Батлер, к которому Юм, как мы видим, желает быть представленным, в непосредственно предшествующем году опубликовал «Аналогию религии, естественной и открытой, конституции и ходу природы»; и оказывается, что Юм искал внимания автора этой ясной логической работы к тем своим собственным спекуляциям, которые, по мнению мира в целом, имеют столь противоположную тенденцию к таковой «Аналогии». Следующее письмо, подтверждающее представление от Хоума и датированное 4 марта 1738 года, говорит само за себя.

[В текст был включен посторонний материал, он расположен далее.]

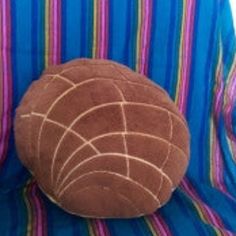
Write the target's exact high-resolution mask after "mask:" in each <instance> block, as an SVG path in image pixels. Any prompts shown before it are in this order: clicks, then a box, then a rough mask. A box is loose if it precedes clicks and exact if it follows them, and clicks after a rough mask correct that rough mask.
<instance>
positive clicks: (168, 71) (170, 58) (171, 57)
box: [164, 1, 177, 93]
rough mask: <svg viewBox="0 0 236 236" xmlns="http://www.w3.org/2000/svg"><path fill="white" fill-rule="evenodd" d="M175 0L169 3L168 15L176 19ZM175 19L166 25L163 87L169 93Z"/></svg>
mask: <svg viewBox="0 0 236 236" xmlns="http://www.w3.org/2000/svg"><path fill="white" fill-rule="evenodd" d="M176 8H177V1H173V3H172V4H171V9H170V15H171V16H172V17H173V19H177V15H176ZM176 23H177V22H176V20H171V21H170V23H169V27H168V32H169V33H168V42H167V45H168V47H167V55H168V57H167V61H166V72H165V85H164V88H165V89H166V90H167V91H169V93H170V82H171V79H172V78H173V69H174V61H173V50H174V43H175V41H174V40H173V39H174V35H173V33H174V32H173V29H175V28H176Z"/></svg>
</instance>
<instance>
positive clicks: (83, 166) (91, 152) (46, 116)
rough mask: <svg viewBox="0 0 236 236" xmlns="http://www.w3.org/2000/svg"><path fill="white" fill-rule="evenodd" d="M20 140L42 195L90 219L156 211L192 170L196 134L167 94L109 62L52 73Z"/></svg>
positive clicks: (158, 87) (163, 202)
mask: <svg viewBox="0 0 236 236" xmlns="http://www.w3.org/2000/svg"><path fill="white" fill-rule="evenodd" d="M15 137H16V144H17V149H18V153H19V156H20V159H21V160H22V162H23V163H24V165H25V166H26V167H27V168H28V169H29V170H30V171H31V173H32V174H33V175H34V176H35V178H36V180H37V182H38V184H39V186H40V188H41V189H42V191H43V192H44V193H45V194H46V195H47V196H48V197H49V198H50V199H51V200H52V201H54V202H55V203H56V204H58V205H59V206H61V207H62V208H63V209H65V210H66V211H68V212H71V213H73V214H77V215H80V216H86V217H96V218H115V217H125V218H129V217H136V216H141V215H145V214H149V213H152V212H154V211H155V210H156V209H157V208H159V207H161V206H162V205H163V204H164V203H166V202H167V201H168V199H169V198H170V196H171V193H172V191H173V190H174V189H175V188H176V186H177V185H178V184H179V182H180V180H181V179H182V177H183V175H184V173H185V171H186V167H187V164H188V156H189V133H188V128H187V125H186V122H185V120H184V118H183V116H182V115H181V114H180V112H179V111H178V109H177V108H176V106H175V104H174V103H173V102H172V101H171V99H170V98H169V96H168V95H167V93H166V92H165V91H164V90H163V89H161V88H160V87H159V86H157V85H155V84H154V83H153V82H151V81H150V80H149V79H147V78H146V77H144V76H142V75H140V74H137V73H135V72H133V71H131V70H130V69H128V68H127V67H125V66H122V65H120V64H118V63H115V62H112V61H108V60H92V59H81V60H74V61H71V62H68V63H66V64H62V65H58V66H53V67H49V68H48V69H46V70H45V71H44V73H43V74H42V76H41V78H40V79H39V80H38V81H35V82H34V83H33V84H32V85H31V86H30V88H29V90H28V91H27V93H26V94H25V96H24V98H23V100H22V102H21V104H20V106H19V107H18V109H17V112H16V118H15Z"/></svg>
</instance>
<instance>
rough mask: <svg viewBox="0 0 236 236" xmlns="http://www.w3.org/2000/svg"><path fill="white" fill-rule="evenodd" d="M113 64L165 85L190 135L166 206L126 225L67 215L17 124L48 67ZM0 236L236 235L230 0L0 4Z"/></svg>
mask: <svg viewBox="0 0 236 236" xmlns="http://www.w3.org/2000/svg"><path fill="white" fill-rule="evenodd" d="M77 57H88V58H109V59H112V60H115V61H117V62H120V63H123V64H125V65H127V66H129V67H130V68H132V69H134V70H136V71H138V72H140V73H142V74H145V75H147V76H148V77H150V78H151V79H152V80H153V81H155V82H156V83H158V84H159V85H161V86H162V87H163V88H165V89H166V90H167V91H168V93H169V94H170V96H171V97H172V99H173V100H174V101H175V102H176V104H177V106H178V107H179V109H180V111H181V112H182V113H183V114H184V115H185V117H186V119H187V121H188V124H189V127H190V132H191V161H190V164H189V168H188V171H187V175H186V177H185V178H184V180H183V181H182V182H181V184H180V186H179V188H178V189H177V190H176V191H175V192H174V194H173V197H172V198H171V200H170V201H169V202H168V204H167V205H165V206H164V207H162V208H161V209H160V210H158V211H157V212H156V213H155V214H152V215H149V216H146V217H142V218H138V219H130V220H119V219H116V220H96V219H83V218H80V217H75V216H72V215H70V214H67V213H65V212H64V211H62V210H61V209H59V208H58V207H57V206H55V205H54V204H53V203H51V202H50V201H49V200H48V199H47V198H46V197H45V196H44V195H43V194H42V193H41V192H40V191H39V189H38V187H37V184H36V183H35V181H34V180H32V179H31V178H30V175H29V173H28V172H27V171H26V170H25V168H24V167H23V166H22V165H21V163H20V161H19V160H18V158H17V154H16V150H15V146H14V137H13V127H12V120H13V117H14V112H15V108H16V107H17V105H18V104H19V102H20V100H21V98H22V96H23V94H24V92H25V91H26V89H27V88H28V87H29V85H30V84H31V82H32V80H35V79H37V78H38V77H39V75H40V74H41V73H42V70H43V69H44V68H45V67H47V66H49V65H52V64H58V63H61V62H66V61H68V60H70V59H73V58H77ZM0 235H3V236H5V235H7V236H8V235H14V236H15V235H16V236H17V235H34V236H41V235H49V236H51V235H57V236H58V235H59V236H60V235H82V236H84V235H85V236H86V235H92V236H98V235H101V236H105V235H115V236H120V235H124V236H136V235H137V236H139V235H140V236H148V235H164V236H165V235H181V236H182V235H236V41H235V33H234V30H233V24H232V18H231V12H230V6H229V1H228V0H207V1H205V0H179V1H171V0H86V1H85V0H37V1H32V0H0Z"/></svg>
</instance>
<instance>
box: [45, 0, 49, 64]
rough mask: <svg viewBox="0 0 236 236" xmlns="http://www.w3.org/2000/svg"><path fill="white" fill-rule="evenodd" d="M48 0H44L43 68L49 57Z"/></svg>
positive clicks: (47, 61)
mask: <svg viewBox="0 0 236 236" xmlns="http://www.w3.org/2000/svg"><path fill="white" fill-rule="evenodd" d="M48 49H49V0H45V64H44V65H45V68H47V67H48V60H49V59H48V58H49V51H48Z"/></svg>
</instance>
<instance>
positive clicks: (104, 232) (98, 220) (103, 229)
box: [96, 220, 106, 236]
mask: <svg viewBox="0 0 236 236" xmlns="http://www.w3.org/2000/svg"><path fill="white" fill-rule="evenodd" d="M96 224H97V226H98V232H99V236H106V233H105V230H104V225H103V222H102V220H96Z"/></svg>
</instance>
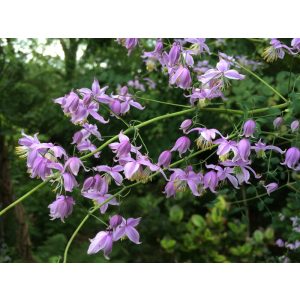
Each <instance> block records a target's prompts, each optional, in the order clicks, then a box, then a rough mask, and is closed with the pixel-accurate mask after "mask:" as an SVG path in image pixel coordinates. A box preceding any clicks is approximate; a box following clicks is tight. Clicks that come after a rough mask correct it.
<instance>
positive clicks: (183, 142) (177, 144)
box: [171, 136, 191, 157]
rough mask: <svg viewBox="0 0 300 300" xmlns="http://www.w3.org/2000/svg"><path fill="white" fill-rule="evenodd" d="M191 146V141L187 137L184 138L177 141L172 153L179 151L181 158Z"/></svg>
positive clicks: (178, 151) (176, 141)
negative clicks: (176, 151)
mask: <svg viewBox="0 0 300 300" xmlns="http://www.w3.org/2000/svg"><path fill="white" fill-rule="evenodd" d="M190 145H191V141H190V139H189V138H188V137H186V136H182V137H180V138H178V139H177V141H176V143H175V145H174V147H173V148H172V149H171V151H178V152H179V156H180V157H181V155H182V154H183V153H185V152H186V151H187V150H188V149H189V148H190Z"/></svg>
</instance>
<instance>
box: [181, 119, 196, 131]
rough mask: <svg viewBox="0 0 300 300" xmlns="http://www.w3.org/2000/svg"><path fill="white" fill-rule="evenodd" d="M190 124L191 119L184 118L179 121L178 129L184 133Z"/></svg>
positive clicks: (187, 128) (189, 125) (190, 125)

«Я не буду беспокоить вас никакими формальными комплиментами или благодарностями, которые были бы лишь плохим возвратом за доброту, которую вы сделали мне, написав от моего имени тому, с кем вы так мало знакомы, как доктор Батлер; и, боюсь, растягивая правду в пользу друга. Я заходил к доктору с намерением передать ему ваше письмо, но обнаружил, что он в настоящее время в деревне. Я немного беспокоюсь о том, чтобы узнать мнение доктора. Своему собственному я не смею доверять; как потому, что оно касается меня самого, так и потому, что оно настолько изменчиво, что я не знаю, как зафиксировать его. Иногда оно возносит меня выше облаков; в другое время оно подавляет меня сомнениями и страхами; так что, каков бы ни был мой успех, я не могу быть полностью разочарован. Кто-то сказал мне, что вы, возможно, будете в Лондоне этой весной. Я бы счел это очень удачным событием; и, несмотря на все удовольствия города, я бы непременно вовлек вас провести со мной несколько философских вечеров и либо исправить мое суждение, где вы не согласны со мной, либо подтвердить его, где мы согласны. Я верю, что у меня есть некоторая нужда в одном, так же как и в другом; и хотя склонность к неуверенности — это ошибка на лучшей стороне, все же это ошибка, и опасная, так же как и неприятная. — Я, и т. д.